- Directed by: S. Lee Taylor
- Written by: Roger Kristian Jones, S. Lee Taylor
- Starring: Mathew Scollon Melissa Renée Martin Edward DeRuiter Alice Frank
- Music by: Mark David William Tabanou
- Distributed by: The Asylum
- Release date: December 31, 2001;
- Running time: 97 minutes
- Language: English

= The Source (2001 film) =

The Source (also known as The Secret Craft in the United Kingdom and The Surge on DVD in the United States) is a 2001 American science fiction horror film directed by S. Lee Taylor and starring Mathew Scollon, Melissa Renée Martin, Edward DeRuiter, and Alice Frank. The story concerns four teenagers who obtain superhuman powers allowing them to control others.

==Plot==
The film opens by following a moody goth named Reese, who befriends three other outcasts like him: Zack, a rich nerd; Ashley, Zack's sister; and Phoebe, a flower child. They go to a forest and find a glowing rock. They gain powers from just stepping into its presence, and they use these powers to intimidate and humiliate people who have made fun of them over the years. Zack gains telepathy, Phoebe gains telekinesis/psychokinesis, Ashley gains speech-induced psychic suggestion, and Reese gains the ability to heal or hurt others/himself using his mind.
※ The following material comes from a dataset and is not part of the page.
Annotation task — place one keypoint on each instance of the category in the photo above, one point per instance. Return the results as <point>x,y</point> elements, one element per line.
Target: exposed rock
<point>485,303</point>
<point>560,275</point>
However, her power goes to Ashley's head; and she begins to take over the school, using mind control. She attacks her brother Zack and tries to kill Phoebe and Reese. They force her to heal Zack, but she forces Phoebe to levitate off the building and drop to the ground. Reese (because of his ability to heal or hurt) takes his own hearing away, when Ashley tries to control him; and he breaks the piece of the rock she had around her neck. He heals Phoebe; but, when they return to destroy the glowing rock, it has disappeared. Ashley is committed to a mental institution; but a former teacher brings her more of the glowing rock. The movie ends with her eyes turning blue, indicating that her powers have returned.

==Main cast==
- Mathew Scollon as Reese Hauser
- Melissa Reneé Martin as Ashley Bainbridge
- Edward DeRuiter as Zack Bainbridge
- Alice Frank as Phoebe Lewis
- Johnny Venocur as Jerry Hauser
- Ronald Rezac as Principal McKinley
- Roger Kristian Jones as Moss Man
- Steven Glinn as Raimy
- Mark Wood as Mr. Jessup
- David Castro as Lane
- Paul Taviani as Mr. Bartlett
- Anna DeCardi as Miss Dunn
- David Anders as Booji (credited as David Holt)
- Cory Travalena as Bane
- Aaron Deakins as Pugg

==Distribution==
The film was released in the United Kingdom, under the title, "The Secret Craft", on March 11, 2002, via Third Millennium, while it retained its original title for its television airings on The Horror Channel. In the United States, the film carried the alternative title, "The Surge", for VHS and DVD, with both formats being made available on September 17, 2002, from Alchemy.